International Regulatory Enforcement (PHIRE)
Biden Administration Pursues Suite of Actions Against Russia
By Tom Best, Vivian Fischer, Mary E. Rogers, Talya Hutchison, Scott M. Flicker, Behnam Dayanim, and Charles A. Patrizia
In a widely anticipated move, the Biden Administration announced on Thursday, April 15, 2021 a suite of different sanctions on the Russian state, state-linked entities, and private companies and individuals, intended to “impose costs” on that country for a number of “malign activities” contrary to U.S. domestic and foreign policy interests.1
Description and Analysis of the Biden Administration’s Actions
These actions, which include a new Executive Order and 32 Specially Designated National (“SDN”) designations pursuant to two different Executive Orders already in force, address a number of different recent episodes, such as Russian interference in the 2020 election, the ongoing occupation of the Crimea region of Ukraine, Russian paramilitary actions in Central Africa, and the alleged hacking of private U.S. companies and government institutions in 2020. Concurrent with these actions by the U.S. Department of the Treasury’s Office of Foreign Assets Control (“OFAC”) and the White House, the U.S. State Department also will expel ten Russian personnel from the country in connection with their attempts to interfere in the 2020 U.S. elections, reports of bounties on U.S. soldiers in Afghanistan, and the SolarWinds intrusion.
While the Biden Administration’s actions are significant and represent a direct response to aggressive actions hostile to the United States and its allies’ foreign policy interests, the economic effects of these SDN designations are likely to be very modest.

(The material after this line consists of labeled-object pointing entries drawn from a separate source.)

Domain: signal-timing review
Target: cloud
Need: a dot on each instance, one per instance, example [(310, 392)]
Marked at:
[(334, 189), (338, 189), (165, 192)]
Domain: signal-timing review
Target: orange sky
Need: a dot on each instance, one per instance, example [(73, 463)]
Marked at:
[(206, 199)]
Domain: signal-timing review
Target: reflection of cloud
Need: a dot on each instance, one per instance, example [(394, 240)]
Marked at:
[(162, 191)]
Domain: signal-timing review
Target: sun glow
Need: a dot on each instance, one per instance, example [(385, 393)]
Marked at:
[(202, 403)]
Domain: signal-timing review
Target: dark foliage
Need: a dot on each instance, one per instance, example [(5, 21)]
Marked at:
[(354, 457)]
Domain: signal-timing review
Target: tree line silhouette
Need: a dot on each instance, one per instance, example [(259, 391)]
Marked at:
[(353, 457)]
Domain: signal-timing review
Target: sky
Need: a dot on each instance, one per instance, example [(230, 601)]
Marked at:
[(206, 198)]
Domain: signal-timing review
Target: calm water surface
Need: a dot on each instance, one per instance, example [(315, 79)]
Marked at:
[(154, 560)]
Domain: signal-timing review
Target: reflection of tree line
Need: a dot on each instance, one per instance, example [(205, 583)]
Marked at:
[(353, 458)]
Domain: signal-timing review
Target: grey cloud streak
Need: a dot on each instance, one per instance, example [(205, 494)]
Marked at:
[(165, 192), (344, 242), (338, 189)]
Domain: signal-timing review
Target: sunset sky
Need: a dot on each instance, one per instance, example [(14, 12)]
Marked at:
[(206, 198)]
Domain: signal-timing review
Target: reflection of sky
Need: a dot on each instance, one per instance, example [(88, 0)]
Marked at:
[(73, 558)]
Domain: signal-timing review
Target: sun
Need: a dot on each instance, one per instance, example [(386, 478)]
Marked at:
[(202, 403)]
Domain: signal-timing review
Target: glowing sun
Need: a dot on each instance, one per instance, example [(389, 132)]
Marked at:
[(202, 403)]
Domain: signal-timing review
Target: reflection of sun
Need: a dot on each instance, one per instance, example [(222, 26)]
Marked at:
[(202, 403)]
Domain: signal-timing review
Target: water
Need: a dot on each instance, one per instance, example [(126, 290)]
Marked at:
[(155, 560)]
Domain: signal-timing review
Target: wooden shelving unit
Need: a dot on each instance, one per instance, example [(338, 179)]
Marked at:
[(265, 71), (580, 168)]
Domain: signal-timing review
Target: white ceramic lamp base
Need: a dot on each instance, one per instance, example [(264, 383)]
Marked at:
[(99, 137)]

In contrast, pursuant to the new Executive Order and its corresponding Directive 1, OFAC has, beginning June 14, 2021, prohibited U.S. financial institutions and their foreign branches from participating in the primary market for Russian ruble-denominated and non-ruble denominated bonds issued by the Russian Central Bank (Central Bank of the Russian Federation), the Russian Federation’s sovereign wealth fund (National Wealth Fund of the Russian Federation), and the Ministry of Finance of the Russian Federation.
These prohibitions are important in that they are incremental and, according to the U.S. government, at least, proportionate: rather than seek to choke off all methods available to the Russian state of funding itself, the ban on U.S. financial institutions participating in ruble-denominated debt primary markets follows a similar prohibition on U.S. financial institutions’ participation in non-ruble-denominated issuances imposed in 2019, pursuant to the Chemical and Biological Weapons Control and Warfare Elimination Act (“CBW Act”) and E.O. 13883.
As U.S. persons are not prohibited from participating in the secondary market for such instruments, the U.S. government appears to have attempted to impose additional funding costs on the Russian government without materially hobbling its ability to raise funding in its internal capital markets. What remains to be seen, however, is how extensively these actions will be implemented by Europe- and other-country-based financial institutions even if the prohibitions do not formally apply to them. If taken up widely, the additional funding and other costs to the Russian state could be significant.
Also noteworthy about the actions by the Biden Administration is the fact that Western allies, including the United Kingdom, Canada, Australia and the European Union, joined in the sanctions designation of five individuals and three entities related to the Russian occupation of the Crimea region of Ukraine by imposing their own sanctions.
Overall, the Biden Administration appears to have taken a measured approach to a long list of Russian alleged activity contrary to U.S. interests that had built up over the Trump Administration and more recently. While their character appears to be incremental, intended to be proportionate to each of the actions to which they respond and mostly limited in practical impact, the sovereign debt-related actions do have the potential to impose significant ongoing costs on the Russian state. These steps also leave the Biden Administration latitude for further escalation – including prohibiting secondary market trading in Russian-issued sovereign debt – if relations between the two countries continue to deteriorate.
Russian state media has already commented that Russia is likely to respond, so these actions may mark the beginning of a tit-for-tat cycle of restrictive measures between Russia and the West, similar to what we have seen with respect to China in the first few months of the Biden Administration.
Our economic sanctions, export controls and investigations and enforcement teams will continue to post updates and analysis on PHIRE as this situation evolves.